The plaintiffs own case is that he served the notice which was not delivered to the defendants which was sent by him before filing of the suit and according to plaintiff himself that publication of notice in newspaper was necessary because personal service of defendants was not possible and in that situation, the total period of absence of defendants during trial can be condoned by compensating the plaintiff but denied the opportunity to contest the suit will be too harsh in the facts of the case. In this case, it cannot be said that the defendants were negligent and they are not entitled to the relief of condonation of delay. It is true that limitation starts from the date of decree when parties put in appearance in the suit. In that situation only, the defendants are required to explain the sufficient cause for not filing the application in time and that has been done by the appellants, It is true that affidavit of any other person has not been filed by the defendants in support of the fact that they came to know that someone came to take possession of the property but at the same time, their presence on the premises all the time, is not the case of even plaintiff. 19. In view of the above reasons, the trial Court committed error of law as well as error of facts in rejecting the application under Section 5 of the Limitation Act as well as application under O. 9. R. 13, C.P.C. The order of the trial Court dated 23-7-2008 is set aside.

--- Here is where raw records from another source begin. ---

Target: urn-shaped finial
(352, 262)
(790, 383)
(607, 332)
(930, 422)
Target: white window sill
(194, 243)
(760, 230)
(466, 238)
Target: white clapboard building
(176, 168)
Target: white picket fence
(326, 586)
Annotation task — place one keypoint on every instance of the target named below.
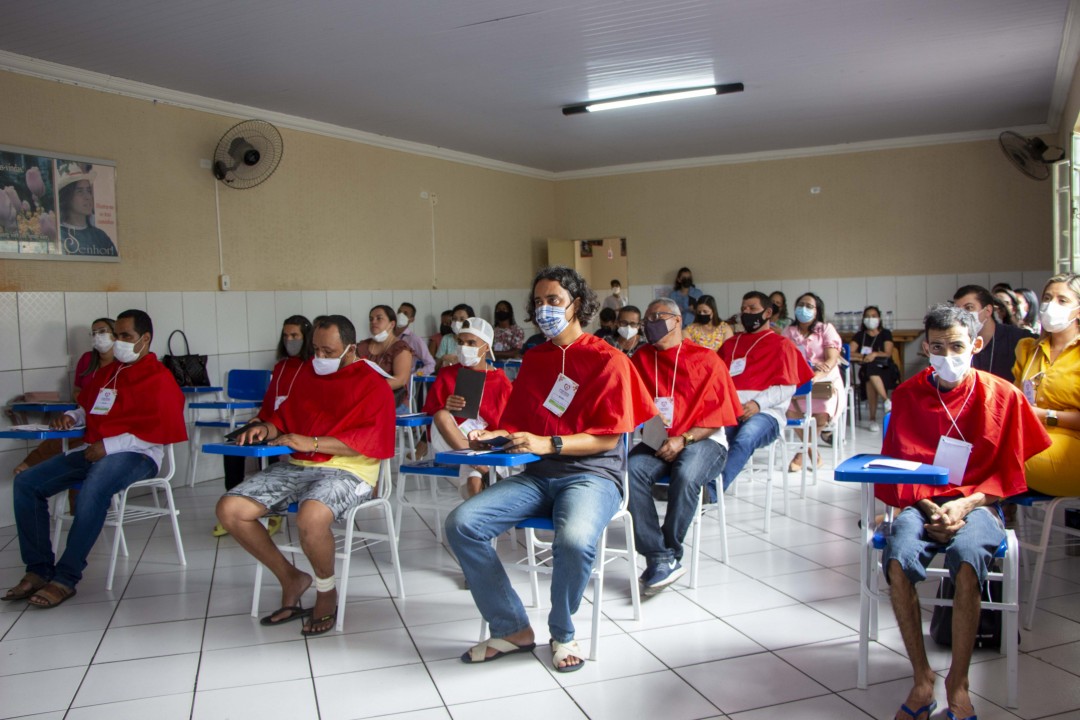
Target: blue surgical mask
(551, 320)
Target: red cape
(493, 404)
(610, 397)
(353, 405)
(997, 421)
(704, 394)
(281, 381)
(149, 404)
(774, 361)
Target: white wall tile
(264, 325)
(42, 329)
(314, 302)
(81, 310)
(288, 302)
(200, 324)
(231, 322)
(338, 303)
(122, 301)
(166, 312)
(940, 288)
(910, 298)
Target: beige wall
(955, 208)
(336, 215)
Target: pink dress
(822, 337)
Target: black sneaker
(658, 576)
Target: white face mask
(124, 351)
(1055, 316)
(103, 342)
(469, 355)
(328, 365)
(950, 368)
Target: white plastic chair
(123, 512)
(350, 539)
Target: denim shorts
(975, 544)
(283, 484)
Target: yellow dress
(1054, 471)
(711, 336)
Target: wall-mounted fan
(1029, 154)
(247, 153)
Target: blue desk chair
(245, 390)
(874, 540)
(348, 540)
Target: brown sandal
(52, 595)
(31, 583)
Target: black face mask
(752, 322)
(656, 329)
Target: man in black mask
(766, 368)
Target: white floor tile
(750, 682)
(293, 700)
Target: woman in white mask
(878, 374)
(1048, 371)
(388, 352)
(450, 432)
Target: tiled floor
(770, 635)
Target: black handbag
(988, 634)
(189, 370)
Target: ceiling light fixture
(656, 96)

However, the appellants shall have to compensate the plaintiff and looking to the fact that property in question is commercial premises and there is decree of Rs. 2 lacs against the defendants, therefore the application is allowed on payment of cost of Rs. 10,000/-. The cost shall be paid by the appellant to the respondent within a period of 15 days from today either directly or through their counselor by depositing in the Court. Both the parties on directed to appear before the trial Court on 19-11-2008. In view of the facts mentioned above, time for filing of the written statement of the appellants-defendants is extended up to 19-112008. The trial Court is expected to decide the suit expeditiously within one year from 19-11-2008. Petition allowed.